Jack Copus, director of business development at Rockville-based Standard Solar, previously described the Phase I work as involving the development of a "1.1 megawatt ground-mounted" array…"estimated to produce about 1,400 megawatt hours on the first year, which is 1,425,000 kilowatt hours."
Standard Solar was appointed by the town as the project EPC (engineer-procurement-construct manager) through a previously held competitive bidding process.
The UGI Utilities, Inc., a natural gas and electric utility, will be the company that will actually be operating both phases of the solar power installation, and leasing the land from the town upon which the solar arrays and controls are located. UGI will own the solar production operation for 20 years as a third party.
The Phase Two installations will produce an estimated 1,670,000 kilowatt hours in the first year of production, Haller told the commissioners at their May meeting. The town expects to generate enough excess power from the Phase II installation to turn a $40,000 profit.
After the contracts are finalized for the Phase II installation, the array should be on-line by the end of September, Haller stated.
Concurrently in progress is the construction of the new wastewater treatment facility, which is expected to be completed in June 2015.

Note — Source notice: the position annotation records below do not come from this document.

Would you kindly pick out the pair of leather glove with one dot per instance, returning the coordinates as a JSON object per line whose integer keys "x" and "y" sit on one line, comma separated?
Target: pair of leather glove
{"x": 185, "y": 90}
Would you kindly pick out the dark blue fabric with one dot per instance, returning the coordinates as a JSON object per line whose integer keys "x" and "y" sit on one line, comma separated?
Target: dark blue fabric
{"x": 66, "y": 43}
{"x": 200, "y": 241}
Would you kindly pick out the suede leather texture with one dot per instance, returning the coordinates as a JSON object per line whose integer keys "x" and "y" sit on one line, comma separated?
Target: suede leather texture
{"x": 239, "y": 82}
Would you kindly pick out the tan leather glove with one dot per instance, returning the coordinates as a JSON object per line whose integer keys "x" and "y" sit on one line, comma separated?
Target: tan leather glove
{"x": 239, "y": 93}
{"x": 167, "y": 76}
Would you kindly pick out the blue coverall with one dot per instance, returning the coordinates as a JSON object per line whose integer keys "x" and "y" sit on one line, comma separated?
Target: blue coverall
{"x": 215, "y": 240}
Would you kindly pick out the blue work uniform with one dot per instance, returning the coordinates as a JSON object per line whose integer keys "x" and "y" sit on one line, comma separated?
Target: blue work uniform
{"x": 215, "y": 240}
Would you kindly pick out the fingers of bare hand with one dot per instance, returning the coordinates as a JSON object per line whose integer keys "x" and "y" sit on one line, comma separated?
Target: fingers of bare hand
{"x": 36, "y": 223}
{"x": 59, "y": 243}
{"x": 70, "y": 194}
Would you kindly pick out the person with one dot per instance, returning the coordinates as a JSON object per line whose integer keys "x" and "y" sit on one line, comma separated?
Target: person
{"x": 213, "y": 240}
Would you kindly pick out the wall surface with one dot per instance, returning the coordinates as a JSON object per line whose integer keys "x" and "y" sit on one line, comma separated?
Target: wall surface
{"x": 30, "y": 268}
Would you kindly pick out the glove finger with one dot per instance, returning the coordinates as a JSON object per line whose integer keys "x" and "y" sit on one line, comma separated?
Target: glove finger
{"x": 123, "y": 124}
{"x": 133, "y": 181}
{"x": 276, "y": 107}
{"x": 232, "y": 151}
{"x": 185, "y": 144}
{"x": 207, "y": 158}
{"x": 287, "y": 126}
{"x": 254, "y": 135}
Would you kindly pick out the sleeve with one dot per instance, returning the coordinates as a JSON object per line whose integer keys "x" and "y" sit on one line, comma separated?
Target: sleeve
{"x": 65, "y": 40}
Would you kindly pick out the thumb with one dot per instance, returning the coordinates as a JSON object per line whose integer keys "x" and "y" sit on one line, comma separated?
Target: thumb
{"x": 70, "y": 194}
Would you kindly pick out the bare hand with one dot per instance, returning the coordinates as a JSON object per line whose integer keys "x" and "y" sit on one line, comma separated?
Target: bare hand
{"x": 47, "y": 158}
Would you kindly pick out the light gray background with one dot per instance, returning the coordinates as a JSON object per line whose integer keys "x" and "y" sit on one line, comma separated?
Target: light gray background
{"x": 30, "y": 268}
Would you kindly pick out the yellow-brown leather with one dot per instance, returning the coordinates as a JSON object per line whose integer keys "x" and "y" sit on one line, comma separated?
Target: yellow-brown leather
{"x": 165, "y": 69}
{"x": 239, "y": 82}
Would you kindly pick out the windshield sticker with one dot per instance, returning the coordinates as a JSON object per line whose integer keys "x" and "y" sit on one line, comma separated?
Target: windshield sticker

The facility will be using some of the solar power generated on-site, but Haller said that will only provide about 60 percent of the treatment plant’s power needs. "The new plant is an energy monster," Haller said, noting that the facility’s energy consumption will be "more than the whole town (uses)."
Aside from legal expenses and related expenditures, the town has not had to pay any upfront costs for the solar installations, which have been assumed by the developers.
To date, the town has expended some $3,000 for an initial study, $6,000 for existing pipeline removal at the site, and $19,000 in legal services. Of that, some $12,500 is expected to be reimbursed through energy grants, according to Mayor Donald Briggs.
Haller said it has been projected that the town will spend another $15,000 to $20,000 in the process of completing the pending Phase II contract.